Antalya gecelik bayan arkadaş izmir otele gelen bayan arkadaş Mersin eve gelen bayan

antalya escort yaşanmış sexs hikayeleri sexs hikayeler porno ozle

Isparta eşya depolama Kahramaraş eşya depolama Karabük eşya depolama Karaman eşya depolama Kars eşya depolama Kastamonu eşya depolama Kırıkkale eşya depolama Kırşehir eşya depolama Kilis eşya depolama Kütahya eşya depolama

Adana incall escort Alanya incall escort Anadolu yakası incall escort Ankara incall escort Antalya incall escort Ataköy incall escort Avcılar incall escort Avrupa yakası incall escort Bahçelievler incall escort Bahçeşehir incall escort Bakırköy incall escort Başiktaş incall escort Beylikdüzü incall escort Bodrum incall escort Bursa incall escort Denizli incall escort Diyarbakır incall escort Esenyurt incall escort Eskişehir incall escort Etiler incall escort Fatih incall escort Gazinatep incall escort Halkalı incall escort İstanbul incall escort İzmir incall escort İzmit incall escort Kadıköy incall escort Kayseri incall escort Kocaeli incall escort Konya incall escort Kurtköy incall escort Kuşadası incall escort Malatya incall escort Maltepe incall escort Mecidiyeköy incall escort Mersin incall escort Nişantaşı incall escort Pendik incall escort Muratpaşa incall escort Şirinevler incall escort Şişli incall escort Taksim incall escort, Ümraniye incall escort

Bedeli çok ağır olabilir!
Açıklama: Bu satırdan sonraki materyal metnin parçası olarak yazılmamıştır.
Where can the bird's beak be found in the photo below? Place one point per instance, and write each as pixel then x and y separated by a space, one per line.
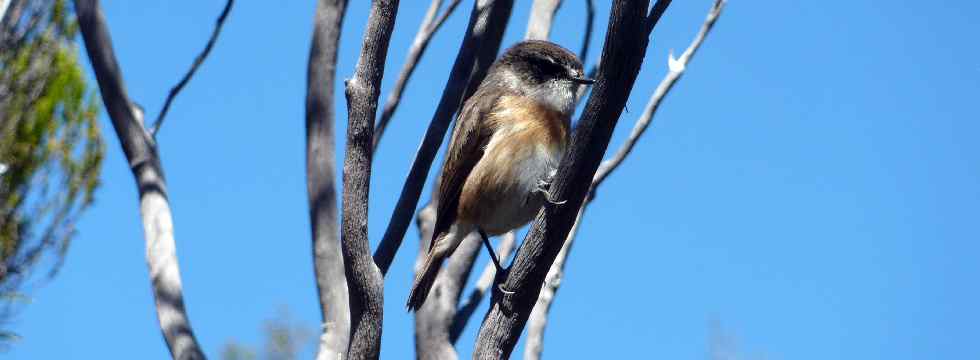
pixel 583 80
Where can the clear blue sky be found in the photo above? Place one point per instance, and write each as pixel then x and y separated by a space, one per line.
pixel 811 183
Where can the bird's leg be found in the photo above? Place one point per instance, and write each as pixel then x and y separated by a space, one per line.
pixel 493 257
pixel 544 187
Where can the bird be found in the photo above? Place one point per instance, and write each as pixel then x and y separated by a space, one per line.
pixel 503 155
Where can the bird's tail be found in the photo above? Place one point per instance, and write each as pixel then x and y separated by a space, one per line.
pixel 424 280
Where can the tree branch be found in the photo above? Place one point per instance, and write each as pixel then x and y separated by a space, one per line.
pixel 430 25
pixel 328 264
pixel 539 315
pixel 587 38
pixel 623 52
pixel 190 72
pixel 488 20
pixel 676 68
pixel 365 283
pixel 542 16
pixel 144 162
pixel 433 320
pixel 476 296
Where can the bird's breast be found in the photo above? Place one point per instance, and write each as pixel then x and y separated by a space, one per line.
pixel 526 145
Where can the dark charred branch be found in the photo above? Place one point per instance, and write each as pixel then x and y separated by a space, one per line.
pixel 432 321
pixel 488 20
pixel 328 264
pixel 365 283
pixel 625 46
pixel 144 162
pixel 190 72
pixel 539 316
pixel 504 248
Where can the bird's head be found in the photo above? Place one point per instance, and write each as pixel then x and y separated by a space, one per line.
pixel 543 70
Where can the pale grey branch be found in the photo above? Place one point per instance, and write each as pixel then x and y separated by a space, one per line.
pixel 190 72
pixel 328 264
pixel 144 162
pixel 365 283
pixel 488 20
pixel 538 319
pixel 623 52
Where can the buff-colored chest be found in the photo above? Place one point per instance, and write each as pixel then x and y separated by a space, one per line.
pixel 527 142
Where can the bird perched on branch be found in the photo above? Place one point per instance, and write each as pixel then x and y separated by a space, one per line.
pixel 505 148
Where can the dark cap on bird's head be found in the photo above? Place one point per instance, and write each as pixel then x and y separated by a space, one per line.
pixel 538 61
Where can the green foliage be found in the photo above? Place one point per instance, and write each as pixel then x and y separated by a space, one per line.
pixel 50 141
pixel 284 340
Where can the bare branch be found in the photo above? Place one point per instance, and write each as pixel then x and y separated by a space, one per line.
pixel 534 344
pixel 675 70
pixel 587 38
pixel 433 320
pixel 623 52
pixel 488 20
pixel 190 72
pixel 430 25
pixel 483 283
pixel 144 162
pixel 328 264
pixel 365 283
pixel 539 315
pixel 542 16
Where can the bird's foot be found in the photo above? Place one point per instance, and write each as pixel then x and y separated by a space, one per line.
pixel 544 187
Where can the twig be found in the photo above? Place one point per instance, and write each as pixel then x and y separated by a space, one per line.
pixel 542 16
pixel 144 162
pixel 328 264
pixel 676 68
pixel 538 320
pixel 190 72
pixel 539 315
pixel 504 249
pixel 482 40
pixel 430 25
pixel 587 38
pixel 434 318
pixel 623 52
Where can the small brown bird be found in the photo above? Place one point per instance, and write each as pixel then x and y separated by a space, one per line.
pixel 505 148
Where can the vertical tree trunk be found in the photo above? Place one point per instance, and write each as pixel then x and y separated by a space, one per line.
pixel 365 283
pixel 625 46
pixel 328 264
pixel 144 162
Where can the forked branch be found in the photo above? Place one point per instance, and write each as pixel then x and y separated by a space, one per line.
pixel 623 52
pixel 539 315
pixel 365 284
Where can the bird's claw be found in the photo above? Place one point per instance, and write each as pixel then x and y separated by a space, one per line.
pixel 543 187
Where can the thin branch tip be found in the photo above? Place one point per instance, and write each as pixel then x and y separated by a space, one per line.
pixel 218 25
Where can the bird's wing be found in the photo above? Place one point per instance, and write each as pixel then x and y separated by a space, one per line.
pixel 470 136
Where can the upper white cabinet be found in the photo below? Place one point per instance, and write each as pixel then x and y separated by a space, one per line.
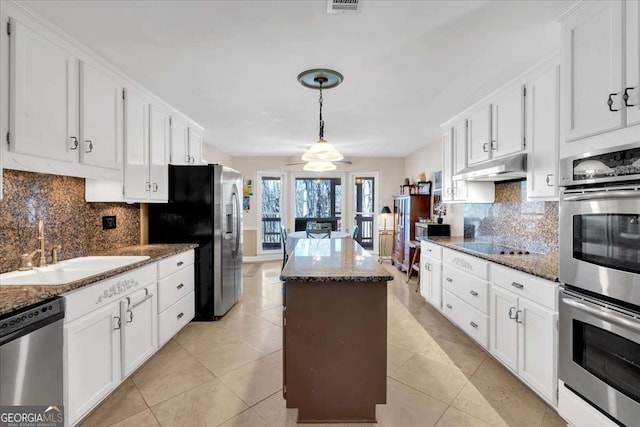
pixel 186 143
pixel 600 77
pixel 44 95
pixel 542 133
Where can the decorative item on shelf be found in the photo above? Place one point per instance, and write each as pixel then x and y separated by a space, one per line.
pixel 384 212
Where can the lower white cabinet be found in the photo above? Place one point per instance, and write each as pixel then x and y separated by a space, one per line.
pixel 524 333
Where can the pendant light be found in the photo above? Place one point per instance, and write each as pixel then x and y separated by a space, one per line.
pixel 320 155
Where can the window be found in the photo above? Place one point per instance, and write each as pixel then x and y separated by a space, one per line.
pixel 271 218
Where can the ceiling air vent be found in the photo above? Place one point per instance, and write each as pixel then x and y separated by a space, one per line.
pixel 343 6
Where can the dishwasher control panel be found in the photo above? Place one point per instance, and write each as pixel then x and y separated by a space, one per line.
pixel 30 318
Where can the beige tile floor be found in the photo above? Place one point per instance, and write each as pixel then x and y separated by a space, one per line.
pixel 229 373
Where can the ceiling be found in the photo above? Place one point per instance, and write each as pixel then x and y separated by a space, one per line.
pixel 231 66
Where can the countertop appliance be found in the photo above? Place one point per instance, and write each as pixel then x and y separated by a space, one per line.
pixel 205 208
pixel 599 358
pixel 31 355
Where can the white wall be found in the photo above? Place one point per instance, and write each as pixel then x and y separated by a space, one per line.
pixel 429 160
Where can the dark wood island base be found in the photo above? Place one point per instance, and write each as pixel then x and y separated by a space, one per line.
pixel 335 333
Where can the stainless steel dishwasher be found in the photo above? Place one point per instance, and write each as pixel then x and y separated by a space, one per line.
pixel 31 355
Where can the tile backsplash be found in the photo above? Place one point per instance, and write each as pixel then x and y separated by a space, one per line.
pixel 513 221
pixel 68 219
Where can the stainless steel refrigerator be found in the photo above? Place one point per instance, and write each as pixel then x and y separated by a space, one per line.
pixel 205 208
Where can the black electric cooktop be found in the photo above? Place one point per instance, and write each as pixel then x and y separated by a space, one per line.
pixel 492 249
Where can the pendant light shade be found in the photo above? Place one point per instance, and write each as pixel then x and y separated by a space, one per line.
pixel 322 151
pixel 314 166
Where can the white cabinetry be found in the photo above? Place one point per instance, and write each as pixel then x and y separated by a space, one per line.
pixel 542 133
pixel 176 302
pixel 146 149
pixel 465 294
pixel 599 66
pixel 65 109
pixel 106 336
pixel 431 273
pixel 523 327
pixel 186 143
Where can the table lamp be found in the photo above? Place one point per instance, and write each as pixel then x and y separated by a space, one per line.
pixel 385 210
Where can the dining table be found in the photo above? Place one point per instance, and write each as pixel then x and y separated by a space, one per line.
pixel 292 238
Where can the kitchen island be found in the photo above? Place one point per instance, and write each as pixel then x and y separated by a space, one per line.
pixel 335 331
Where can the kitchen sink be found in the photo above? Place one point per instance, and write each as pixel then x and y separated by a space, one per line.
pixel 68 271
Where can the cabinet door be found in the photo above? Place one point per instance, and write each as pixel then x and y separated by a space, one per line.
pixel 158 153
pixel 195 147
pixel 44 96
pixel 543 134
pixel 459 187
pixel 507 131
pixel 537 347
pixel 592 52
pixel 92 361
pixel 136 164
pixel 479 134
pixel 504 329
pixel 632 84
pixel 100 117
pixel 447 164
pixel 139 328
pixel 179 143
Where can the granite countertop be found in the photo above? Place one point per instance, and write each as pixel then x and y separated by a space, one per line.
pixel 333 260
pixel 541 265
pixel 16 297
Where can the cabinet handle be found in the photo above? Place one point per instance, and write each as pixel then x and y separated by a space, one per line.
pixel 626 97
pixel 518 313
pixel 610 101
pixel 517 285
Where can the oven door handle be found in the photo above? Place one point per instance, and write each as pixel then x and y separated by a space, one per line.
pixel 608 316
pixel 613 194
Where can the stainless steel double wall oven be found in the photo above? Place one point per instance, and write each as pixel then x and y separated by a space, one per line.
pixel 600 275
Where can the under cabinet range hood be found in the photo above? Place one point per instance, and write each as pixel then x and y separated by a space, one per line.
pixel 502 169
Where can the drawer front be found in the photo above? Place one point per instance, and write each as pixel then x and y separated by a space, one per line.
pixel 174 287
pixel 471 321
pixel 174 263
pixel 175 318
pixel 470 264
pixel 91 297
pixel 473 290
pixel 430 249
pixel 522 284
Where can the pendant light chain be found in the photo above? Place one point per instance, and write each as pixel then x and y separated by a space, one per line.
pixel 321 121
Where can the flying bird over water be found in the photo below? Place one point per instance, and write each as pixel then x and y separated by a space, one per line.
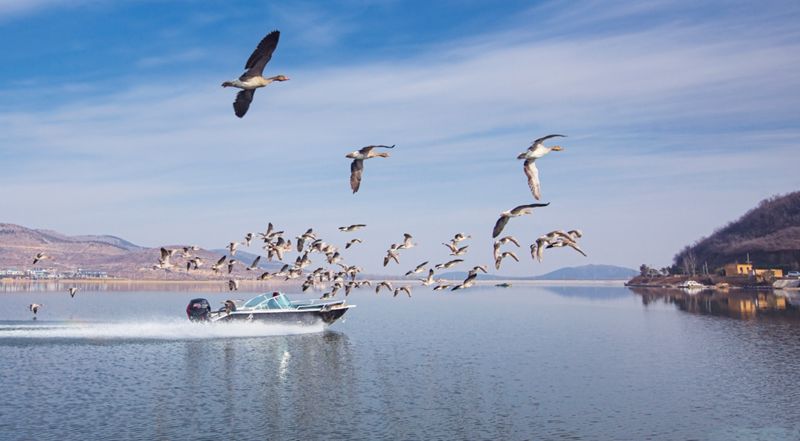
pixel 351 228
pixel 534 152
pixel 357 166
pixel 514 212
pixel 467 283
pixel 418 269
pixel 406 289
pixel 254 265
pixel 556 239
pixel 499 259
pixel 253 78
pixel 383 284
pixel 449 264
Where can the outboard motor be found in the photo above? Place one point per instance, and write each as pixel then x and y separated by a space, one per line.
pixel 198 310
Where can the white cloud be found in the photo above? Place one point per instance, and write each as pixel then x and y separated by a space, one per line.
pixel 654 117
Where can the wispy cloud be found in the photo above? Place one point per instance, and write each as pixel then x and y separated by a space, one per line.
pixel 653 115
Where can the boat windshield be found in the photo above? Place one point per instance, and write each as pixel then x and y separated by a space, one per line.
pixel 255 301
pixel 282 301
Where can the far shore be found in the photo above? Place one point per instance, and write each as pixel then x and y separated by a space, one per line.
pixel 17 285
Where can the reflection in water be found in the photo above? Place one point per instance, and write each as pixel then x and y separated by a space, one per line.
pixel 24 285
pixel 738 304
pixel 280 381
pixel 597 292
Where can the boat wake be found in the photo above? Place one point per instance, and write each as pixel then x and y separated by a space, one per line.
pixel 150 330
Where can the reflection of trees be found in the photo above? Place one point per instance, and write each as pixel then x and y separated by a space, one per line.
pixel 739 303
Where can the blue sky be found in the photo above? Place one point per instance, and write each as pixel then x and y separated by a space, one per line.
pixel 680 116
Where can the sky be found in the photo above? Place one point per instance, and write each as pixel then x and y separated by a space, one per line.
pixel 679 115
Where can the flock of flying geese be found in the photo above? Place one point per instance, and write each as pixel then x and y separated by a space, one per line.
pixel 307 244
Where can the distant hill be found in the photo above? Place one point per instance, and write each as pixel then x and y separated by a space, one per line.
pixel 247 258
pixel 113 255
pixel 584 272
pixel 590 272
pixel 769 233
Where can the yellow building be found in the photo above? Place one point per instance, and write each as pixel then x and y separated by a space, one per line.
pixel 746 269
pixel 776 273
pixel 738 269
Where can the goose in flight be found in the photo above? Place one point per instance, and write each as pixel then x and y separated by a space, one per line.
pixel 220 263
pixel 477 268
pixel 351 242
pixel 406 289
pixel 468 282
pixel 514 212
pixel 502 256
pixel 534 152
pixel 455 250
pixel 383 284
pixel 459 237
pixel 352 228
pixel 391 254
pixel 358 157
pixel 254 265
pixel 252 79
pixel 418 269
pixel 407 242
pixel 449 264
pixel 428 281
pixel 34 308
pixel 307 236
pixel 556 239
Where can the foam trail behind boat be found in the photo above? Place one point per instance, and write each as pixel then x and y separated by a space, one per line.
pixel 151 330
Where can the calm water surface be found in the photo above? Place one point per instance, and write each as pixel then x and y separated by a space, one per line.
pixel 528 362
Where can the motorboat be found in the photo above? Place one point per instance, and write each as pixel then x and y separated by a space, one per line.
pixel 273 308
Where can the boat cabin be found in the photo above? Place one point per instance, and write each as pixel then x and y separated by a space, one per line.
pixel 268 301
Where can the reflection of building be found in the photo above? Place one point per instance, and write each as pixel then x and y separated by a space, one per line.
pixel 776 273
pixel 740 304
pixel 11 273
pixel 738 269
pixel 746 269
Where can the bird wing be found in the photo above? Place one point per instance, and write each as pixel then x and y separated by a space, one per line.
pixel 261 56
pixel 243 100
pixel 545 138
pixel 356 167
pixel 519 208
pixel 499 225
pixel 533 177
pixel 367 149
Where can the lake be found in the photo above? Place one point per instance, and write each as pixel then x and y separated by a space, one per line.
pixel 554 362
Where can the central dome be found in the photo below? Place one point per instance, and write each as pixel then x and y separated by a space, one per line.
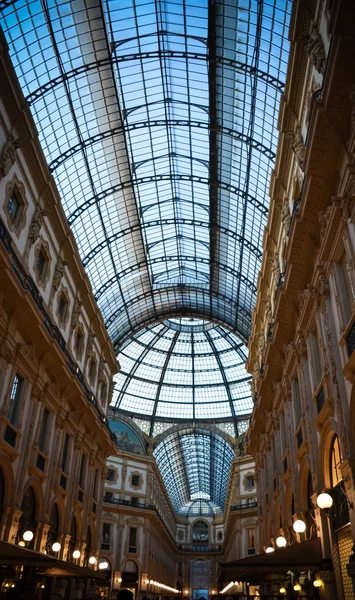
pixel 183 369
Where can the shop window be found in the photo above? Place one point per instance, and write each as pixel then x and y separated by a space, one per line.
pixel 43 431
pixel 15 400
pixel 200 532
pixel 132 541
pixel 335 461
pixel 110 475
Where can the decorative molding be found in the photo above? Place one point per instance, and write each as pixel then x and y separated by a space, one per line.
pixel 15 187
pixel 8 155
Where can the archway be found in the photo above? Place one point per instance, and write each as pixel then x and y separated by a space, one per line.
pixel 28 525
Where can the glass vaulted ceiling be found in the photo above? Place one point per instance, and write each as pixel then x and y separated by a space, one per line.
pixel 158 122
pixel 184 369
pixel 195 466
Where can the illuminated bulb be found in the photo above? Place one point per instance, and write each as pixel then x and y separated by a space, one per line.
pixel 281 541
pixel 56 547
pixel 324 500
pixel 299 526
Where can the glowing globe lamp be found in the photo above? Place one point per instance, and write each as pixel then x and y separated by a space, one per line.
pixel 299 526
pixel 281 541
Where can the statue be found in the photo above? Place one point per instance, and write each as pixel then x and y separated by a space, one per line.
pixel 36 225
pixel 315 48
pixel 58 273
pixel 8 155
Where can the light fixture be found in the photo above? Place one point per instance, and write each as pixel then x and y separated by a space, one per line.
pixel 299 526
pixel 28 535
pixel 56 547
pixel 324 500
pixel 281 541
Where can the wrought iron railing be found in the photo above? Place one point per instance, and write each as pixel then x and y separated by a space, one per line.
pixel 29 285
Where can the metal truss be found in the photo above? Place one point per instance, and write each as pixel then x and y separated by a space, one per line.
pixel 116 236
pixel 112 60
pixel 165 177
pixel 104 135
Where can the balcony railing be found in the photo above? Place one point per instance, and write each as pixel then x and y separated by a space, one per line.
pixel 246 506
pixel 200 547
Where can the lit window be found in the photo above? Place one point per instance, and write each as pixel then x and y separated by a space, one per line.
pixel 13 207
pixel 15 400
pixel 41 263
pixel 336 459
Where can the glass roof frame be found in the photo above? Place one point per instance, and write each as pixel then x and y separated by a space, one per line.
pixel 195 463
pixel 158 122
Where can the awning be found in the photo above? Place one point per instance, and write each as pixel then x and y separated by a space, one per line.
pixel 260 567
pixel 11 554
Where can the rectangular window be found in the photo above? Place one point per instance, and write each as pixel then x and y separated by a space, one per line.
pixel 41 263
pixel 106 527
pixel 13 207
pixel 82 471
pixel 317 369
pixel 94 491
pixel 110 475
pixel 15 400
pixel 64 465
pixel 132 542
pixel 43 431
pixel 296 401
pixel 251 538
pixel 136 479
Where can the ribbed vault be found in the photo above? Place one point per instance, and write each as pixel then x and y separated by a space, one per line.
pixel 158 122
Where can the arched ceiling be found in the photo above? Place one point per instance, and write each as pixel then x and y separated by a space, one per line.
pixel 158 122
pixel 195 464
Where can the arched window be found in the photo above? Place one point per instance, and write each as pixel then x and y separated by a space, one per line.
pixel 28 517
pixel 336 459
pixel 200 532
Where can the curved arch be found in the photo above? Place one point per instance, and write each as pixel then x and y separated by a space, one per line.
pixel 302 492
pixel 288 507
pixel 329 429
pixel 59 502
pixel 77 518
pixel 36 485
pixel 180 221
pixel 165 177
pixel 239 66
pixel 9 481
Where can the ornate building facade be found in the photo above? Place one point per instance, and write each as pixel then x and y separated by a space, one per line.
pixel 301 348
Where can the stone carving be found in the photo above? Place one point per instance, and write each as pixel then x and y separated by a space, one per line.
pixel 36 224
pixel 316 51
pixel 58 273
pixel 8 155
pixel 75 314
pixel 298 146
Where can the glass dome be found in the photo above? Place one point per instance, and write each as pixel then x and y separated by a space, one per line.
pixel 183 369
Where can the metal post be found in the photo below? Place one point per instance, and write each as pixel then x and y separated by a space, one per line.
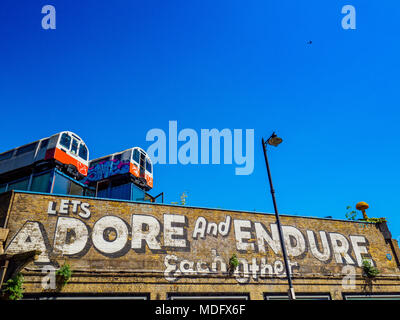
pixel 291 292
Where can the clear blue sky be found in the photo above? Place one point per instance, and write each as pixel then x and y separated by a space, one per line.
pixel 113 70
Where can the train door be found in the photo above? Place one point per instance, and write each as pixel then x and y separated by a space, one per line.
pixel 135 162
pixel 149 172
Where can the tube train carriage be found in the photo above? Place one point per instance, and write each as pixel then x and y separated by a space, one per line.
pixel 64 150
pixel 134 161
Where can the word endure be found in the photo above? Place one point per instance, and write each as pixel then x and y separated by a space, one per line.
pixel 72 232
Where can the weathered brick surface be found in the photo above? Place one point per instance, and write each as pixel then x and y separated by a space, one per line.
pixel 173 260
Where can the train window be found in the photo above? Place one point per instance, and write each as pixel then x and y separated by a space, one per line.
pixel 148 166
pixel 19 185
pixel 6 155
pixel 136 155
pixel 44 143
pixel 65 141
pixel 83 152
pixel 29 148
pixel 74 148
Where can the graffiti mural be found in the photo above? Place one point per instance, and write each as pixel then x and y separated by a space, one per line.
pixel 182 241
pixel 106 169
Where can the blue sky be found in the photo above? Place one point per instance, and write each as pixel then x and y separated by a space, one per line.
pixel 113 70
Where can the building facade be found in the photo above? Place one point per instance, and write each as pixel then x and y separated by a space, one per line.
pixel 136 250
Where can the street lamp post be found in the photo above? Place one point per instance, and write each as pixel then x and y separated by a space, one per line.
pixel 273 140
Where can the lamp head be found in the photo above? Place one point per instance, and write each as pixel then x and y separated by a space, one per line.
pixel 274 140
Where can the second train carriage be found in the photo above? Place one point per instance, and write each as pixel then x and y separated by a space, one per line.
pixel 133 162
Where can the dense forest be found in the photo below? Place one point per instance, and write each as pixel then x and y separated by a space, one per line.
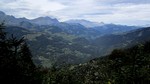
pixel 122 66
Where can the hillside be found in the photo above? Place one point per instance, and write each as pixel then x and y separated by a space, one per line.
pixel 57 43
pixel 122 66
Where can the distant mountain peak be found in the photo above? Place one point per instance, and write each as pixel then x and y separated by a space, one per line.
pixel 85 23
pixel 45 21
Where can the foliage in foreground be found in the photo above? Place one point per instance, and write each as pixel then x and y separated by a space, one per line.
pixel 16 66
pixel 122 66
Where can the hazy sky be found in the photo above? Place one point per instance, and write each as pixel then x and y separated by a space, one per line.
pixel 130 12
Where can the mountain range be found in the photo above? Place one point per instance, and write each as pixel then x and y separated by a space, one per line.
pixel 75 41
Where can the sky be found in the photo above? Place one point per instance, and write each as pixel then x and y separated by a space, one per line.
pixel 126 12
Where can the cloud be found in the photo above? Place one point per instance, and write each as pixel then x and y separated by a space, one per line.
pixel 128 12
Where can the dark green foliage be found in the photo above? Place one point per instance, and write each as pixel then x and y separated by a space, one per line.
pixel 122 66
pixel 16 66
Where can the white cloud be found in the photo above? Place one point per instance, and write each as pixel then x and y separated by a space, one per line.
pixel 110 11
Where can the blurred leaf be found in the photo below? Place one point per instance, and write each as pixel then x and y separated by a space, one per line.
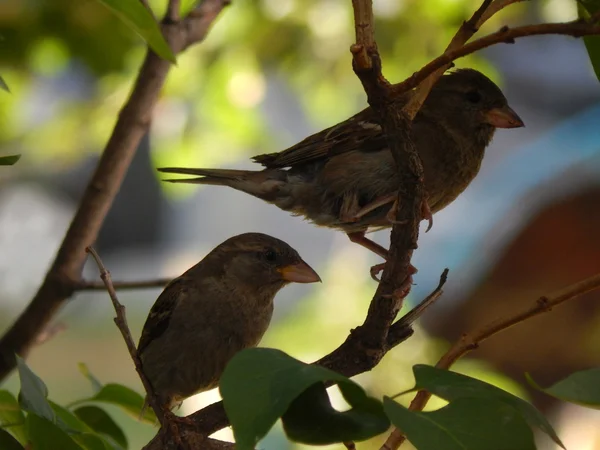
pixel 67 420
pixel 96 385
pixel 311 419
pixel 465 424
pixel 99 420
pixel 9 160
pixel 3 85
pixel 11 416
pixel 79 430
pixel 585 9
pixel 34 393
pixel 452 386
pixel 272 382
pixel 141 20
pixel 44 435
pixel 582 388
pixel 8 442
pixel 124 397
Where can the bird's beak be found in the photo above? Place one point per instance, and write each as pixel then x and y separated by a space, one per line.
pixel 299 273
pixel 503 117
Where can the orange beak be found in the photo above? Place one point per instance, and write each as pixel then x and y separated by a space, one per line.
pixel 503 117
pixel 299 273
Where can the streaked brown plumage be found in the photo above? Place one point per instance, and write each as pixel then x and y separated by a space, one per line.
pixel 344 177
pixel 218 307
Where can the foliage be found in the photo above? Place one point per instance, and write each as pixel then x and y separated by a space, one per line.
pixel 46 425
pixel 478 415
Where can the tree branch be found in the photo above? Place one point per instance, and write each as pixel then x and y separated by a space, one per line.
pixel 121 322
pixel 470 341
pixel 464 33
pixel 86 285
pixel 133 122
pixel 576 28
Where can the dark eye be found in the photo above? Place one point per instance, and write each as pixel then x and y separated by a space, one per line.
pixel 473 96
pixel 270 255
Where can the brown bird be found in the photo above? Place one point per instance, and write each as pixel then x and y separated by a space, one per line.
pixel 344 177
pixel 218 307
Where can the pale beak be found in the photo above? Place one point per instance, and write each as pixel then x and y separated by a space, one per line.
pixel 503 117
pixel 299 273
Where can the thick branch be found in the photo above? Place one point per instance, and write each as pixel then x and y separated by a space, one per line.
pixel 470 341
pixel 133 122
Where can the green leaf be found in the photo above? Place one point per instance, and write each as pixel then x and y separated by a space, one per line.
pixel 9 160
pixel 11 416
pixel 3 85
pixel 44 435
pixel 99 421
pixel 273 383
pixel 451 386
pixel 90 441
pixel 124 397
pixel 67 420
pixel 141 20
pixel 79 430
pixel 96 385
pixel 8 442
pixel 582 388
pixel 464 424
pixel 585 9
pixel 34 393
pixel 311 419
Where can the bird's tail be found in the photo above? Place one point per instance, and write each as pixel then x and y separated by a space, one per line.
pixel 262 184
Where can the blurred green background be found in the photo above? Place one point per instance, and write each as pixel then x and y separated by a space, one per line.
pixel 270 73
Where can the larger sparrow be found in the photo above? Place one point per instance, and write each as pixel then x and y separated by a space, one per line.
pixel 218 307
pixel 344 177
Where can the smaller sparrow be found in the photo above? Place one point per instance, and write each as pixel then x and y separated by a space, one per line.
pixel 218 307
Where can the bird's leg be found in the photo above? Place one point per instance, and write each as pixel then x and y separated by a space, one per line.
pixel 358 237
pixel 349 208
pixel 383 200
pixel 426 213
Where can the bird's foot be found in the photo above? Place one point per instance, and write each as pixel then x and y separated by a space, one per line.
pixel 376 269
pixel 176 424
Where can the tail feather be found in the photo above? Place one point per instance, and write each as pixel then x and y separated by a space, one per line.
pixel 221 177
pixel 261 184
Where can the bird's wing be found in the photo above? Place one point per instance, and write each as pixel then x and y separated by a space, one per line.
pixel 361 132
pixel 161 312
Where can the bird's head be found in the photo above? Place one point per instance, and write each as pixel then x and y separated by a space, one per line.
pixel 262 261
pixel 467 99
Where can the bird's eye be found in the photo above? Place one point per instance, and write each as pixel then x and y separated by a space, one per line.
pixel 473 96
pixel 270 255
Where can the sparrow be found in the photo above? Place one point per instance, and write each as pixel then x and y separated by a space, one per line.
pixel 218 307
pixel 344 177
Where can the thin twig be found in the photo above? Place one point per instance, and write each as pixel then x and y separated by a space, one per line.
pixel 173 10
pixel 470 341
pixel 121 322
pixel 87 285
pixel 464 33
pixel 507 35
pixel 418 310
Çocuklu aileler bu habere dikkat

Gündem (Web Sitesi) - Web Sitesi | 14.08.2022 - 16:13, Güncelleme: 14.08.2022 - 16:13
 

Bedeli çok ağır olabilir! Çocuklu aileler bu habere dikkat

Çocuklardaki konuşma bozuklukları ve gecikmeleri konusunda aileleri uyaran uzmanlar, dil bozukluklarına dikkat çekti. Bu sorunun göz ardı edilmesi halinde çevresine kapalı şekilde büyüyen çocuklarda gelişim geriliklerinin arttığını belirten Psikolojik Danışman Zeynep Önder, "Çocuklar ismine tepki vermiyorsa, kelime çıktıları yoksa veya çevreye karşı duyarsız kalıyorsa o zaman ailenin harekete geçmesi gerekmektedir" şeklinde konuştu.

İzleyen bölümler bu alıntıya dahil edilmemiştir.